Our examination of the deposition testimony of Dr. Harrison convinces us that, when read in its entirety, *582it is unequivocal. It is true that in response to questions on cross-examination he used phrases such as “could have” and “it is possible” and that he could not say with “reasonable medical certainty” that the bump from the bundle of wire did in fact cause the aneurysm. He did, however, object to the use of the phrase “reasonable medical certainty”, because he did not understand its meaning. In referring to the rupture of the decedent’s aneurysm, Dr. Harrison stated that “ [b]y his history, I’d have to say the action occurred in relationship to when he received this bump or whatever it was. At that point is when that apparently cut loose” and that “I’ve got to accept this history [of being struck by a bundle of wires] as being true, and I have to assume that the real cut-loose type of rip occurred at that point. . . . ” Record at 26a. Furthermore, the doctor emphasized that the decedent’s history revealed no other incident which might have precipitated the rupture and he repeatedly testified that the injury was “completely consistent” with the bump that the decedent received. This Court has previously found that a doctor’s opinion that a previous work-related incident “would be consistent with” a subsequent injury constituted unequivocal medical testimony. Westmoreland Casualty Co.
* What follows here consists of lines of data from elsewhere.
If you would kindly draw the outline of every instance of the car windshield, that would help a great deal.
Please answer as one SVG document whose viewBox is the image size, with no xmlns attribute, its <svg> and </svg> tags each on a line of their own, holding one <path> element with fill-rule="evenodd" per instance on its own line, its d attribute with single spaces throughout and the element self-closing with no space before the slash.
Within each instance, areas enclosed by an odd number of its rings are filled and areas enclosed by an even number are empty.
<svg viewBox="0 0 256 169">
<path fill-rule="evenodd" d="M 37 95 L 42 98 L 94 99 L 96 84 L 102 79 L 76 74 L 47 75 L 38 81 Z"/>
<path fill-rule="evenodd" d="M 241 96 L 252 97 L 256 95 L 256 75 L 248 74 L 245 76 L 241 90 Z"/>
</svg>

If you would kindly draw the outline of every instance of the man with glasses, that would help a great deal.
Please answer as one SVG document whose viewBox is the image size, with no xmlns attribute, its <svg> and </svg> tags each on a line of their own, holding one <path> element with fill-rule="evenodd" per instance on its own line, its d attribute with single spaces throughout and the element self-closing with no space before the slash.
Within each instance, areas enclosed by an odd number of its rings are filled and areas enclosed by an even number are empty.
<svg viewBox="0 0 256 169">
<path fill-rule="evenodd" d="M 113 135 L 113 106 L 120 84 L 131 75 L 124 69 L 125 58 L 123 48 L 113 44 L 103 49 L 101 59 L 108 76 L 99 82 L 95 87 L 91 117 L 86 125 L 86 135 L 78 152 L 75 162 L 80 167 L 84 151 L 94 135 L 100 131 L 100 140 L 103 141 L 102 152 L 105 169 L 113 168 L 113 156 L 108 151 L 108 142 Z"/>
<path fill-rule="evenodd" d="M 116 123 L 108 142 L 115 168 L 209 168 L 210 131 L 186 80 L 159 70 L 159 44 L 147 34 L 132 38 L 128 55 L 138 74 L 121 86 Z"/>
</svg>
We will therefore hold that, despite some equivocal statements by Dr. Harrison, his opinion as evidenced through the entirety of his testimony was that the decedent’s injury and death were attributable to and resulted from the work-related incident, and we will, therefore, affirm the Board’s order granting benefits.

Order

And Now, this 25th day of May, 1982, the order of the Workmen’s Compensation Appeal Board in the above-captioned matter is affirmed and

*583It is ordered that judgment he entered against Bethlehem Steel Corporation and in favor of Evelyn P. Tompkins in the amount of $187 per week beginning August 20, 1976 and continuing indefinitely thereafter within the limitations and provisions of the Workmen’s Compensation Act and

It is further ordered that deferred payments shall bear interest at the rate of 10% per annum from the due date thereof and

It is further ordered that funeral expenses be paid not to exceed the amount of $1,500 and

It is further ordered that counsel fees in the amount of 20% are to be paid to J. Neafie Mitchell, Esq., 18 W. Third Street, Williamsport, PA 17701, that said fees are to be deducted from the award to the date of this decision and that the balance is to be paid directly to Evelyn P. Tompkins.

Judge Mencer did not participate in the decision in this case.

It is argued that the testimony of Mrs. Tompkins and a co-employee of the decedent as to the decedent’s explanation of what occurred while he was working was inadmissible because the statements were not made in reaction to a sudden, shocking event and were in the form of narratives, not spontaneous exclamations. See Cody v. S.K.F. Industries, Inc., 447 Pa. 558, 291 A.2d 772 (1972).

The referee admitted the testimony of Mrs. Tompkins on the grounds that the decedent thought that he was going to die at the time that he gave the relevant account and that his statements were therefore admissible as dying declarations.